Мои собеседники доброжелательны. Они всячески стараются помочь розыскам, напрягают память, куда-то бегают, чтобы выяснить подробности. В отличие от работников Райкома и райисполкома их нисколько не удивляет, что о профессоре-епископе пишут книгу. А почему бы и нет? Книги пишут о хороших людях. О плохих не стали бы. Лука несомненно хороший: бессребреник, даром что профессор, – к самому бедному рыбаку не брезговал зайти в хату, посидеть на именинах, на свадьбе, на поминках. Проповеди его церковные тоже многим памятны. Говорил просто, но слова были весомые. Пустого не говаривал. Проповедовал дружбу между людьми, уважение друг к другу, предостерегал от спиртного, объяснял, как сберечь здоровье. В ту пору от туруханцев часто можно было услышать по любому поводу: «Лука так сказал». И – конец. Лука – высший авторитет. Слушать его любили. Правда, не все и не всегда было понятно в его проповедях. Призывает, к примеру, Лука молиться от всего сердца, отдавать себя молитве полностью, и рассказывает при этом, что одна женщина молилась, стоя на коленях так усердно, что однажды отделилась от пола и на какое-то время повисла в воздухе. «Я в это верю и вас призываю верить», – говорил епископ Лука. А в другой раз еще того удивительнее выразился: «Я верю в Бога, но тружусь вопреки ему: он людей наказывает болезнями, а я исцеляю». Может быть, и не совсем ту самую мысль высказал в проповеди епископ Лука, но именно эти слова сохранились в народной памяти[79]
.О своей церковной жизни на новом месте Войно-Ясенецкий записал: «В Туруханске был закрытый мужской монастырь, в котором, однако, стариком-священником совершались все богослужения.

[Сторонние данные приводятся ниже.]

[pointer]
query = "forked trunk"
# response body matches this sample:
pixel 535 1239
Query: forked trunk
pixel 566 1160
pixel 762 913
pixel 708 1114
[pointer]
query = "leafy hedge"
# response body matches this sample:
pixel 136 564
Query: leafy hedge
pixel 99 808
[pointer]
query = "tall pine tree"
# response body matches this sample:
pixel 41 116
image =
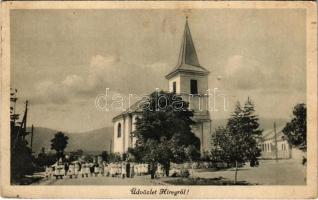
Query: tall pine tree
pixel 238 141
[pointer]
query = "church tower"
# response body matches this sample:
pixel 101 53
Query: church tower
pixel 190 80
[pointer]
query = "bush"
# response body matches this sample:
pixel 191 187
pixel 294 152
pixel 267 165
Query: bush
pixel 184 173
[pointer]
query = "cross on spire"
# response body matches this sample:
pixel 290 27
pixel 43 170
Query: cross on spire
pixel 188 53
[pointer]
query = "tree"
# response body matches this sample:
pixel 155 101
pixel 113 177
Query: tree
pixel 237 142
pixel 59 143
pixel 164 133
pixel 296 129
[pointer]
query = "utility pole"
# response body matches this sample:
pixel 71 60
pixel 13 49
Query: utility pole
pixel 32 128
pixel 276 147
pixel 110 146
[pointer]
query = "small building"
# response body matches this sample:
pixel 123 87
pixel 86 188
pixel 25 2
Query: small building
pixel 284 150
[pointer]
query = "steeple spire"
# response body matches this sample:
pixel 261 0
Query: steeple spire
pixel 188 61
pixel 188 54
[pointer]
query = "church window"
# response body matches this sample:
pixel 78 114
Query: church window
pixel 174 87
pixel 194 86
pixel 119 130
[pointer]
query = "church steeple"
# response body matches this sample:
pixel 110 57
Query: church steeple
pixel 188 55
pixel 188 61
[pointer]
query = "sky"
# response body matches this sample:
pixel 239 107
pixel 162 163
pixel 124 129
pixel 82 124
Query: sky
pixel 61 60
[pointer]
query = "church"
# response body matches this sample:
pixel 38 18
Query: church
pixel 189 80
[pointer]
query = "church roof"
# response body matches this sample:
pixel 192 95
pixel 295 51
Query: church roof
pixel 270 134
pixel 188 60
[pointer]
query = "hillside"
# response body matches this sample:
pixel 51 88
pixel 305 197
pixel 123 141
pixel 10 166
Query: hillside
pixel 91 141
pixel 99 140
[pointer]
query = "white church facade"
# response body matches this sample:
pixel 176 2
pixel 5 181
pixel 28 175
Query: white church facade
pixel 189 80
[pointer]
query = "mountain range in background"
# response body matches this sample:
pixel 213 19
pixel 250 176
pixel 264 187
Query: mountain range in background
pixel 91 142
pixel 96 141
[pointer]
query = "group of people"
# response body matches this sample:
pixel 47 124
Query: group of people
pixel 85 169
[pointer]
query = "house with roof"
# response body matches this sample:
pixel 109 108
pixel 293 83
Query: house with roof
pixel 274 145
pixel 187 79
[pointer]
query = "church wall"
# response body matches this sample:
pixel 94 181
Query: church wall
pixel 177 80
pixel 133 128
pixel 207 136
pixel 202 83
pixel 118 141
pixel 127 132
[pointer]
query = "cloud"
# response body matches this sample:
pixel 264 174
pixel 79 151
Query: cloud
pixel 244 73
pixel 103 72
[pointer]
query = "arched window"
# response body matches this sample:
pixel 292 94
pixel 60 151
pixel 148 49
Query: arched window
pixel 119 130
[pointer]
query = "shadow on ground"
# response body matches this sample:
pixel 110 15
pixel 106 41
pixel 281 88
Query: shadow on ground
pixel 205 181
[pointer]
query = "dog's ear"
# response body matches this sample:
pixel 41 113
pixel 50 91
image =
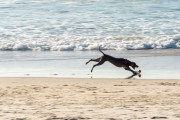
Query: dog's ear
pixel 133 65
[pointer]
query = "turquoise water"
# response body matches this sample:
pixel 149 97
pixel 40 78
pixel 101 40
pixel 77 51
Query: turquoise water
pixel 79 25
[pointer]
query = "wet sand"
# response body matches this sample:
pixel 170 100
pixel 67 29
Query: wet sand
pixel 34 98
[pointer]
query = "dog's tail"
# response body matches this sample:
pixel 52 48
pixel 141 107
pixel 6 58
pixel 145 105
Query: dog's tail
pixel 100 50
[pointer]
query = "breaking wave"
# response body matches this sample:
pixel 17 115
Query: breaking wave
pixel 91 43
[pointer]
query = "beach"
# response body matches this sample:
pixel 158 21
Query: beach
pixel 38 98
pixel 44 47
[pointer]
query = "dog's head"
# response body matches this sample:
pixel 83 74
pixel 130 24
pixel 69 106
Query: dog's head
pixel 134 65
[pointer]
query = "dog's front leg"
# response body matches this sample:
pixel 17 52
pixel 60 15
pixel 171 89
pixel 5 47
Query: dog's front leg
pixel 95 60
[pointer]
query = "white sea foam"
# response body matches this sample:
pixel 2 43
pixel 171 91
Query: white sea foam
pixel 91 43
pixel 61 25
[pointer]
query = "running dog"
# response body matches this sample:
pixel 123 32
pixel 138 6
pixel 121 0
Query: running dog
pixel 118 62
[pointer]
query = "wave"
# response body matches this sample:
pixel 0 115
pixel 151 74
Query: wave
pixel 91 43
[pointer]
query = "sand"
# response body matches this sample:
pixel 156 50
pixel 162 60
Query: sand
pixel 73 99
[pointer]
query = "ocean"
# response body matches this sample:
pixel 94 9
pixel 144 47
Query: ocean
pixel 44 37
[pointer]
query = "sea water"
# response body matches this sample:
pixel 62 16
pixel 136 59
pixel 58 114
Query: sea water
pixel 56 37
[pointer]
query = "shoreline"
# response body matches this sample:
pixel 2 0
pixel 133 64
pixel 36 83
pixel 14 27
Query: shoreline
pixel 46 98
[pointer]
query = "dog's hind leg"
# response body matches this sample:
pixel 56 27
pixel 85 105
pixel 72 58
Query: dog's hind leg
pixel 95 60
pixel 100 63
pixel 129 69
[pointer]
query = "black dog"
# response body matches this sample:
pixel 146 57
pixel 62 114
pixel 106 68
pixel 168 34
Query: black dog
pixel 119 62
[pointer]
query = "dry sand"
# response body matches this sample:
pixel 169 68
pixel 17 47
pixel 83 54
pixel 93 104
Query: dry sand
pixel 74 99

Он подчинялся Красноярскому живоцерковному архиерею, мне надо было обратить его и всю туруханскую паству на путь верности древнему православию. Я легко достиг этого проповедью о великом грехе церковного раскола: священник принес покаяние перед народом, и я мог бывать на церковных службах и почти всегда проповедовал в них»[80]
.Впервые услышал я о Бабкине от девяностолетнего Арсения Кузьмича Константинова. Агент Всероссийской экспортной организации Сибпушнина Константинов несколько лет состоял в постоянных деловых отношениях с красноярскими, енисейскими и туруханскими властями. Бабкин был тогда абсолютным хозяином Туруханского края. «Я затруднялся бы назвать его симпатичным или способным, – признается Константинов. – Мне он показался даже менее развитым, чем многие рыбаки и охотники, которых я встречал на Енисее». Почему-то особую антипатию испытывал Бабкин к «чистой публике», к «интеллигенции».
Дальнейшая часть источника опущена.